Evaluation and F-score
Below are the results of applying different algorithms to calculate the edges. Firstly, we have Sobel and Canny. Both of them are pretty good, but have perfect. Canny performs better but seems to lack the concept of texture. Sobel ignores some of the more obvious edges. When we combine our PB with Canny and Sobel, we get better edge detection than with either of them by themselves. Since Canny seems to need more help in identifying textures, PB combined with Canny is particularly successful, more so than PB and Sobel.
Canny

Sobel

PB

PB and Sobel

PB and Canny

As could be inferred from the images above, our algorithm performs better than the baseline methods. The F scores obtained are shown below. The first two correspond to the Sobel and Canny algorithms, and the last one
Sobel
ODS: F( 0.38, 0.55 ) = 0.45
OIS: F( 0.38, 0.55 ) = 0.45
Canny
ODS: F( 0.66, 0.51 ) = 0.58
OIS: F( 0.70, 0.51 ) = 0.59
Pb and Canny
ODS: F( 0.66, 0.56 ) = 0.61
OIS: F( 0.68, 0.55 ) = 0.61
We can see that the f-score for our algorithm (.61) is greater than Canny(.59) or Sobel(.45). We have achieved better performance, as desired.
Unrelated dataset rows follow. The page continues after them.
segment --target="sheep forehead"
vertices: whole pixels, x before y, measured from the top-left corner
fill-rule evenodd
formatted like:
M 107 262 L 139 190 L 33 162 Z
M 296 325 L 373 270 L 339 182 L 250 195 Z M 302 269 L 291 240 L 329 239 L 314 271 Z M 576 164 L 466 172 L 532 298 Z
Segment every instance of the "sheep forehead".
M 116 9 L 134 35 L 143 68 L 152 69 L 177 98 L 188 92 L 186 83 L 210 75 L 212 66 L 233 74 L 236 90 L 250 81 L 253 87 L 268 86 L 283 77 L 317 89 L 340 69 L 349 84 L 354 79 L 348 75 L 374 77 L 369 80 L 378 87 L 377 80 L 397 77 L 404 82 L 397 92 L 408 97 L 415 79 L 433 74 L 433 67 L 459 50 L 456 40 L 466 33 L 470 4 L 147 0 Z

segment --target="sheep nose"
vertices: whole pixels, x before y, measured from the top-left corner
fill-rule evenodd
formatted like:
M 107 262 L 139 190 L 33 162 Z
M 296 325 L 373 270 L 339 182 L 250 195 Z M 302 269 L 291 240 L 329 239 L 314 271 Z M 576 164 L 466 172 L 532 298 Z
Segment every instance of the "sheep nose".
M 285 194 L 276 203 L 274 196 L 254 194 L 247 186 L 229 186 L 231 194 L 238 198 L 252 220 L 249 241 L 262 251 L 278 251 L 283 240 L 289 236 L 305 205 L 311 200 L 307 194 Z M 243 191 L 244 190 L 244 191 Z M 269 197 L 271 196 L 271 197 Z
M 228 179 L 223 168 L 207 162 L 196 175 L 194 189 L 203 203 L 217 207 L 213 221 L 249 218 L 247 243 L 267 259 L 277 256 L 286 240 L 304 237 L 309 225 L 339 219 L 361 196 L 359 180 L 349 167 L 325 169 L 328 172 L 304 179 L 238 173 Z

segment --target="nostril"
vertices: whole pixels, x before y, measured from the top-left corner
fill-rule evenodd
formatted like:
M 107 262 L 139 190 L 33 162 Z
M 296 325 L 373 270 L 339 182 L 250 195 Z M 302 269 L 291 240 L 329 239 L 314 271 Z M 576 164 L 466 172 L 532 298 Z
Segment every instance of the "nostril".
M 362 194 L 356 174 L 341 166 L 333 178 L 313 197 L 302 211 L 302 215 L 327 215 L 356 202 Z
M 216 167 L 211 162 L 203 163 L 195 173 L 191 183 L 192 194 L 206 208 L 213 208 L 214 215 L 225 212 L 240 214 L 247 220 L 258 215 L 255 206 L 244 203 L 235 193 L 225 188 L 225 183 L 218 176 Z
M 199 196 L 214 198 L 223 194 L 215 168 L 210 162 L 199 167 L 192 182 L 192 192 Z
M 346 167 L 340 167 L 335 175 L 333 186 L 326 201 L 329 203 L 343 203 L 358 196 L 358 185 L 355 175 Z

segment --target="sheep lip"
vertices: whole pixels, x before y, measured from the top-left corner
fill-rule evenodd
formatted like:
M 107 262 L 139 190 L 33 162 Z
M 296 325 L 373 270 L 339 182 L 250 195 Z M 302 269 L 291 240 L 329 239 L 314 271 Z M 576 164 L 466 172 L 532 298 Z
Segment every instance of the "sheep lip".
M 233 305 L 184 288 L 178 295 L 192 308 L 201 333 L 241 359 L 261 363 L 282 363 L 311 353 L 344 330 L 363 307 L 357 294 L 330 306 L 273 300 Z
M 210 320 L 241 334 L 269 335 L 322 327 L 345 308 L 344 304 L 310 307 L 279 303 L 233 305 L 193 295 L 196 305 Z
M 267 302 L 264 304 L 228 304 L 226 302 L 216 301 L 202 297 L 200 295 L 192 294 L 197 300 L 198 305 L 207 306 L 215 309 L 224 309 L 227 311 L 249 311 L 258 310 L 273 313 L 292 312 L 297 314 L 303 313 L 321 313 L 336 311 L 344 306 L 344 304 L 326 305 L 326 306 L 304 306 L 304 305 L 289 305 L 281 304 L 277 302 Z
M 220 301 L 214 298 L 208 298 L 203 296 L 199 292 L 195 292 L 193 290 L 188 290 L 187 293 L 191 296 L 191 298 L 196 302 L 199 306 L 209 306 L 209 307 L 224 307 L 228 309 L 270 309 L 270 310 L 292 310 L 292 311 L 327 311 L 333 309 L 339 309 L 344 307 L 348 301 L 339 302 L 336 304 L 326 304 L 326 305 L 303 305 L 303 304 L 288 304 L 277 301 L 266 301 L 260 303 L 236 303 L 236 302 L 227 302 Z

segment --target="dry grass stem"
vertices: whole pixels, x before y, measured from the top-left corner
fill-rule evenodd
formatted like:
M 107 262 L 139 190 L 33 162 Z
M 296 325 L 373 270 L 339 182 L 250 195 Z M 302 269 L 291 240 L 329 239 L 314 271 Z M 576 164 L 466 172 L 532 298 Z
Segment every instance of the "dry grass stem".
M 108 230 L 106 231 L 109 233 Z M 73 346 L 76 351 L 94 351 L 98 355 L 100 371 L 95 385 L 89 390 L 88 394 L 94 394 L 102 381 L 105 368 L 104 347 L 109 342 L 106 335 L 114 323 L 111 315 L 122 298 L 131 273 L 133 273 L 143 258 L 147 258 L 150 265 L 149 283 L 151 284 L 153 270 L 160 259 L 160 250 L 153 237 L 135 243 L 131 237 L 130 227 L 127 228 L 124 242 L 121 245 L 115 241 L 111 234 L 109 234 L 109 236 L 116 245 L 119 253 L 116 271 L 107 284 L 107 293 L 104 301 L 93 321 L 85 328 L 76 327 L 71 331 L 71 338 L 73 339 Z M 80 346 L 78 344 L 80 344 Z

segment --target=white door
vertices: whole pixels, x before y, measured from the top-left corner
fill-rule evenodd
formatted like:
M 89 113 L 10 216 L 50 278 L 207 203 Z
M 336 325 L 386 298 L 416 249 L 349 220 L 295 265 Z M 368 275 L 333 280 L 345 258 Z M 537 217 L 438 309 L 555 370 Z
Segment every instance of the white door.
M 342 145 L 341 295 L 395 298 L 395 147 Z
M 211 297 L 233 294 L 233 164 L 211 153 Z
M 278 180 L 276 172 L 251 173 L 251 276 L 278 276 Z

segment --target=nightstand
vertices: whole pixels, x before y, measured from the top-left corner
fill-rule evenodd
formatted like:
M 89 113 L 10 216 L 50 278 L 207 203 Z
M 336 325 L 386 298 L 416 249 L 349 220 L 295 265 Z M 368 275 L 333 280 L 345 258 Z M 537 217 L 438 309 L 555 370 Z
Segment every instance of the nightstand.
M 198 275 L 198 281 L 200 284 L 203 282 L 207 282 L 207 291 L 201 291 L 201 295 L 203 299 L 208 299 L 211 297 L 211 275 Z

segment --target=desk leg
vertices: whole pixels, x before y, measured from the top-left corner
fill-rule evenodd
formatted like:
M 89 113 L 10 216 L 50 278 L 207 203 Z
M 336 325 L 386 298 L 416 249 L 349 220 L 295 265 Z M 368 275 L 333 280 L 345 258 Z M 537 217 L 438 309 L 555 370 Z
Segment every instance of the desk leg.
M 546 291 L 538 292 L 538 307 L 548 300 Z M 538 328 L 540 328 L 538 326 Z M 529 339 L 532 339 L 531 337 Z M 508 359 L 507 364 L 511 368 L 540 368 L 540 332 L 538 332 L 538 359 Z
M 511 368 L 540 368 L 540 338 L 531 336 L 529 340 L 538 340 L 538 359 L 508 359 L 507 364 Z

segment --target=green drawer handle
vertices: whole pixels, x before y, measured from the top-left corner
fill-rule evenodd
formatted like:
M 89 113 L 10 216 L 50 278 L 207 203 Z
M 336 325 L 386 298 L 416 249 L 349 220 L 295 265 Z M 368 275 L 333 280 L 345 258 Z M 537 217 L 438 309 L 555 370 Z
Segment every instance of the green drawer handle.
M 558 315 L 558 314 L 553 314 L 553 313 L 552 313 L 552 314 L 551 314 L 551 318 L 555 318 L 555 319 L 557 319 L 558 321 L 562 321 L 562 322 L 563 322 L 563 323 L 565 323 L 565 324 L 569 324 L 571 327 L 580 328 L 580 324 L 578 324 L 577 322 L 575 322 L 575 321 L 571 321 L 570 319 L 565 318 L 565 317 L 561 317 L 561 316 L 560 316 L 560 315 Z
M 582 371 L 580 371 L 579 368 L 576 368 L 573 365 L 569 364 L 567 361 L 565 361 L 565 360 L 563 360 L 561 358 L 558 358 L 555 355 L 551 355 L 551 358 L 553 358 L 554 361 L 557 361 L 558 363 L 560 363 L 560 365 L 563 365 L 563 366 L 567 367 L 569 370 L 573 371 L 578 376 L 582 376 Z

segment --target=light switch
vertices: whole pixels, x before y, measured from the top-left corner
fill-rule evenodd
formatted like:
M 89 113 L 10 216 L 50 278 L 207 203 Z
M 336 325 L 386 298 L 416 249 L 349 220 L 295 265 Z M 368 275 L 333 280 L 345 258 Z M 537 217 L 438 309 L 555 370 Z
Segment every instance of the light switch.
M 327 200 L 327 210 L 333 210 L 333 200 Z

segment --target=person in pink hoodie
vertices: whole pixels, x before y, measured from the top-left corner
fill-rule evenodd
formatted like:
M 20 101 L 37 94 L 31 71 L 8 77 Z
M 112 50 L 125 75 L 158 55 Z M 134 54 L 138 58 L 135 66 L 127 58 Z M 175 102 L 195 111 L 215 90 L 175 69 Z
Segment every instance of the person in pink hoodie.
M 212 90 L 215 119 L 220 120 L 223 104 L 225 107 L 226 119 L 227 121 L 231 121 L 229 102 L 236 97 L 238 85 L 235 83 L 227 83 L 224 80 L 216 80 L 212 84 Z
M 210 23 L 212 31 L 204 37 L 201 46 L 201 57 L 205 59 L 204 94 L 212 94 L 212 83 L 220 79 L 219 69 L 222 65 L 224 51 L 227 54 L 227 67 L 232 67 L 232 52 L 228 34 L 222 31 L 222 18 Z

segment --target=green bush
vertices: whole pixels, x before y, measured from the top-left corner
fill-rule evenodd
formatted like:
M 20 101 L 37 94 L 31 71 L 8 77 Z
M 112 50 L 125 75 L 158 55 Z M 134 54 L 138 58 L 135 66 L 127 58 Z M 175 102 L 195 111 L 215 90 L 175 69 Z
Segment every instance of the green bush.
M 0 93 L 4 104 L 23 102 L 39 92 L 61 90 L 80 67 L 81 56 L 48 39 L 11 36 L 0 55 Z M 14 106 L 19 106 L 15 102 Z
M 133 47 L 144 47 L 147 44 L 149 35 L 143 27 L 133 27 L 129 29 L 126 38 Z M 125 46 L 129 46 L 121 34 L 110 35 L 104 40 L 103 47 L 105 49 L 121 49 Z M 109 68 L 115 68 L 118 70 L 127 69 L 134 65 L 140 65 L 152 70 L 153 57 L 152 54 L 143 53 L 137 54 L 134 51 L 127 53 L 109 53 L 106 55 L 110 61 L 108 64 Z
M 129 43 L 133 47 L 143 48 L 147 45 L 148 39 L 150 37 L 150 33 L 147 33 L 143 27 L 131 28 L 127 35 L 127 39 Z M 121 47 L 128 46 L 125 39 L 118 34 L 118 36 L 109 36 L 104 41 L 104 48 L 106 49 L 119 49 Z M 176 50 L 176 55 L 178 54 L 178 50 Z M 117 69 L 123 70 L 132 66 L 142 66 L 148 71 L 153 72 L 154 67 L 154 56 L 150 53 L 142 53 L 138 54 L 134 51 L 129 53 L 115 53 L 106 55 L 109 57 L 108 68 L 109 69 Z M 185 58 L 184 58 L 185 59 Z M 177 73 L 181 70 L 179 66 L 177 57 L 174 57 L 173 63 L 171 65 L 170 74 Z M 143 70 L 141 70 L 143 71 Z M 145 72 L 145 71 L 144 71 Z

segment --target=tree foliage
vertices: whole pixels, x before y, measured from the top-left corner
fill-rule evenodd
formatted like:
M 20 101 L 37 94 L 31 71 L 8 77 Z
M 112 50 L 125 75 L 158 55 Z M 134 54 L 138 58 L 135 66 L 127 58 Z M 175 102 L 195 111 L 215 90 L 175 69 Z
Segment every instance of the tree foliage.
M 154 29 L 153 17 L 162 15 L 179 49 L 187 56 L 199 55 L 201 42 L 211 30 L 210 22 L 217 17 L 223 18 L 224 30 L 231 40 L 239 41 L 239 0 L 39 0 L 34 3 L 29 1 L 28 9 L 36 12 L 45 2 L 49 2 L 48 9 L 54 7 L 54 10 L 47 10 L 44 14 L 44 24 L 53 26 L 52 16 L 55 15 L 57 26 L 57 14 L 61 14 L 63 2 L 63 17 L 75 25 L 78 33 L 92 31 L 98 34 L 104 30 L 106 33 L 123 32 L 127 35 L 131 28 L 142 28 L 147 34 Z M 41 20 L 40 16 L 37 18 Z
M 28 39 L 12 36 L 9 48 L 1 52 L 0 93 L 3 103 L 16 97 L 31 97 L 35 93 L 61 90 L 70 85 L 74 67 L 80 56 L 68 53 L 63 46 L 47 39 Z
This is also depicted in the performance graph below:

Ignoring pb, using brightness gradient only
I wanted to see how much the bg gradient by itself improved the performance of edge detection. I expected the texture gradient to have a greater impact than the brightness gradient. Surprisingly, however, the brightness gradient by itself raised the F score to 0.60.
Extra Credit
RGB gradient
In an attempt to beat the above algorithm I calculated the gradients for the red, green and blue channels. This was accomplished simply, in a very similar fashion to the calculation of the brightness gradient. For the final edge detection calculation I substituted bg for the sum of the three RGB gradients. The results obtained are shown below
RGB edge detection

RGB Performance

Sobel
ODS: F( 0.38, 0.55 ) = 0.45
OIS: F( 0.38, 0.55 ) = 0.45
Area_PR = 0.21
Canny
ODS: F( 0.66, 0.51 ) = 0.58OIS: F( 0.70, 0.50 ) = 0.59
Texture and RGB gradient
ODS: F( 0.65, 0.56 ) = 0.60OIS: F( 0.64, 0.56 ) = 0.60
Unfortunately, this tweak lowered the F-score from 0.61 to 0.60. This suggests that the brightness by itself encodes the idea of an edge more accurately than the sum of the RGB channels.
Difference of Gaussians
The Difference of Gaussians is generally used to increase the visibility of edges and other detail present in an image. First, I filtered the image with a Gaussian filter. If we subtract the filtered image from the original image we obtain a very high frequency image. The result of this subtraction is a very high frequency image. I used this image as the starting point image in texton and gradient calculations.
However, a major drawback to is an inherent reduction in overall image contrast produced by the operation. This is probably the reason why the results obtained were so poor. The algorithm performed better than Sobel, but worse than Canny. Since we are combining pb with Canny, we basically destroyed what was already there.